First off, the scanned documents that I received from my email were split into many documents. Let’s square this off right away. Combine multiple pdf documents into a single document using the pdfunite command like so:

	pdfunite sample_* single.pdf

On Ubuntu the pdfunite command is part of the poppler-utils package. If you are on Ubuntu, you can install the package using the apt command.

	sudo apt-get install poppler-utils

Next up, I wanted to create a bookmarked table of contents for the pdf. Doing this manually would have taken me a long time. The idea of spending my lazy afternoon transcribing pdf documents did not, to put it mildly, excite me. My search led me to tesseract, an OCR program that does a wonderful job of extracting text from images.

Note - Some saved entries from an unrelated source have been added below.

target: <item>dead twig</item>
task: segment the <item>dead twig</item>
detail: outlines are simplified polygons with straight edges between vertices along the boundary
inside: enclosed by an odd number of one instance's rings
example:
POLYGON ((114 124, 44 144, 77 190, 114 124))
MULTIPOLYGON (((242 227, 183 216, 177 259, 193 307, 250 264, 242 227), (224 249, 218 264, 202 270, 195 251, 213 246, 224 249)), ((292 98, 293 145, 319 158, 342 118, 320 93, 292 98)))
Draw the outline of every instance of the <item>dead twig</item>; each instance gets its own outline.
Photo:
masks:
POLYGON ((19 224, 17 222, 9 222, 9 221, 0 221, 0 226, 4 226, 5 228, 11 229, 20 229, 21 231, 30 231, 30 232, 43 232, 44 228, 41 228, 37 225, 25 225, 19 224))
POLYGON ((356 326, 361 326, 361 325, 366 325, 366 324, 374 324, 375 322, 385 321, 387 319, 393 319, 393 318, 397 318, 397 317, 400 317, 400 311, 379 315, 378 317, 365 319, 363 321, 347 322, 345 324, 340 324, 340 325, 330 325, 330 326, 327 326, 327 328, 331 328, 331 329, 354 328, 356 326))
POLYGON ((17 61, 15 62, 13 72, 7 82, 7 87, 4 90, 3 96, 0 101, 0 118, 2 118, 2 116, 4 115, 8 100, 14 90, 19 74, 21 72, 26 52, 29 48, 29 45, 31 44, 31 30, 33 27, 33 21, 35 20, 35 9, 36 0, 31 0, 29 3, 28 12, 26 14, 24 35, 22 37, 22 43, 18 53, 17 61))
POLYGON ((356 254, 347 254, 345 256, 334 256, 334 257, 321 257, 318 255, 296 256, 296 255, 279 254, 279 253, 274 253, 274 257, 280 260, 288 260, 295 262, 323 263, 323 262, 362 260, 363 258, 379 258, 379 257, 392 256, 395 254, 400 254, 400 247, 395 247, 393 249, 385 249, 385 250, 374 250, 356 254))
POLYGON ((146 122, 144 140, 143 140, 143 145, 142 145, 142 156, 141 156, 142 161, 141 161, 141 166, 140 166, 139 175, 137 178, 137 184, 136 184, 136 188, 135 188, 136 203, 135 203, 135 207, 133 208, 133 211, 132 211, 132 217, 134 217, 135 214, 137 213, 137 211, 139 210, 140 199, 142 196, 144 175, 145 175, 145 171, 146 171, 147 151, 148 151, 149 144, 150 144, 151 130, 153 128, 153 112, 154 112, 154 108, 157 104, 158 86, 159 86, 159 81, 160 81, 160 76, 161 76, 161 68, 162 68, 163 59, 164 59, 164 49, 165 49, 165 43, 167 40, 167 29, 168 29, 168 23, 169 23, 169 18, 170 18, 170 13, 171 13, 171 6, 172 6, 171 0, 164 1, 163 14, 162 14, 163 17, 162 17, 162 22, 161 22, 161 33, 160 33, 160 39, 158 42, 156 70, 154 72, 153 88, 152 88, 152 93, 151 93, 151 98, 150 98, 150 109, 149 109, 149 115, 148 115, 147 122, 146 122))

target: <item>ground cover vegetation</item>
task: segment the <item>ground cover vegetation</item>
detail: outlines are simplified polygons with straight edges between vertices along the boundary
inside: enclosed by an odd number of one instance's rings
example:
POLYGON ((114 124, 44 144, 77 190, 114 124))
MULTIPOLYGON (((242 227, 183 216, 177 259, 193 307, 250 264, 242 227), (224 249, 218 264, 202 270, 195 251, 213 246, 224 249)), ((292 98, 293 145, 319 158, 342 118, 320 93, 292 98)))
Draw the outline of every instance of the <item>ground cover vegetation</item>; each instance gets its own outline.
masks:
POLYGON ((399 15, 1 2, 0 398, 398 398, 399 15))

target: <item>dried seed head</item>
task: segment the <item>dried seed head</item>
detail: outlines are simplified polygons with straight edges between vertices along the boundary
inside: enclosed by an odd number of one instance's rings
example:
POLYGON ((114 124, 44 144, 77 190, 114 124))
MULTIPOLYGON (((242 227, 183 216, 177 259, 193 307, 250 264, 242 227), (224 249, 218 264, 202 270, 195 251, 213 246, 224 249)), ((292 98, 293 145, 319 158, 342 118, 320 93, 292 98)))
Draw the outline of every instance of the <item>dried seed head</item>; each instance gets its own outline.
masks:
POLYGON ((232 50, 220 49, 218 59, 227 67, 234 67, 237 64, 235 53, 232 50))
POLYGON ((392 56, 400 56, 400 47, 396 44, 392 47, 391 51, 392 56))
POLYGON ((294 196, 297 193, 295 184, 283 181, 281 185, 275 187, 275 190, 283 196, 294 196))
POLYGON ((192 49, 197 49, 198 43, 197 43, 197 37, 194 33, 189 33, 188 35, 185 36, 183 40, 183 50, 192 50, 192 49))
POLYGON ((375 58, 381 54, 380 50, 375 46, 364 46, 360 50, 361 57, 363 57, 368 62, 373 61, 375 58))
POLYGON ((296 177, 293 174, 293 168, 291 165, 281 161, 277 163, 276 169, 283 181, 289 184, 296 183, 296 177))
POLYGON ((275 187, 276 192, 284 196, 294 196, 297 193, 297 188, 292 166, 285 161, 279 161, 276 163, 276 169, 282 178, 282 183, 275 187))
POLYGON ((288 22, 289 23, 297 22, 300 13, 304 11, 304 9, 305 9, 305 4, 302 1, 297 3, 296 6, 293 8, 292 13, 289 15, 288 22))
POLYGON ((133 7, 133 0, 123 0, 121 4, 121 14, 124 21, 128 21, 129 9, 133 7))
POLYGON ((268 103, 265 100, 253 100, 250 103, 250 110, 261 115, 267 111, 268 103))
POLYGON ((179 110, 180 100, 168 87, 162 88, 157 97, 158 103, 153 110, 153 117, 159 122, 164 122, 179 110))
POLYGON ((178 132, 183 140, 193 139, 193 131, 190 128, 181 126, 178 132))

As soon as you decide to use tesseract, you hit another roadblock. Tesseract works on .tiff format and most of the examples from the documentation were in tiff format. I used Imagemagick’s convert command to convert pdf to tiff. I installed imagemagick and ran the convert command only to find myself in another impasse.

I ran into this problem.

unable to create temporary file /some/path Permission denied @ error/pdf.c/ReadPDFImage/465

On further digging, I realized that the convert command used Ghostscript under the hood. A security update prevented this access. I fixed it by going through this link: https://alexvanderbist.com/posts/2018/fixing-imagick-error-unauthorized

I got the document converted to tiff and from there I could extract the text using Tesseract. Lastly, I had to do manual labor to get the bookmarks and page number in correct order but extracting the text from the pdf document gave me a good lead. Lastly, I updated the bookmarks using the pdftk command.

Summary

Here are the steps in short:

  1. If you have multiple documents, then combine them using the pdfunite command.

  2. Convert the document in .tiff format using the convert command from Imagemagick.

  3. Use the tesseract command to generate text from your tiff files.

  4. Generate the table of contents using the format support by the pdftk command. The extracted text will give you some idea.

  5. Generate the bookmarks and update the documents using the update_info subcommand from the pdftk command.

You can also try updating the index of the document now that you have the text inside it, but that’s for later.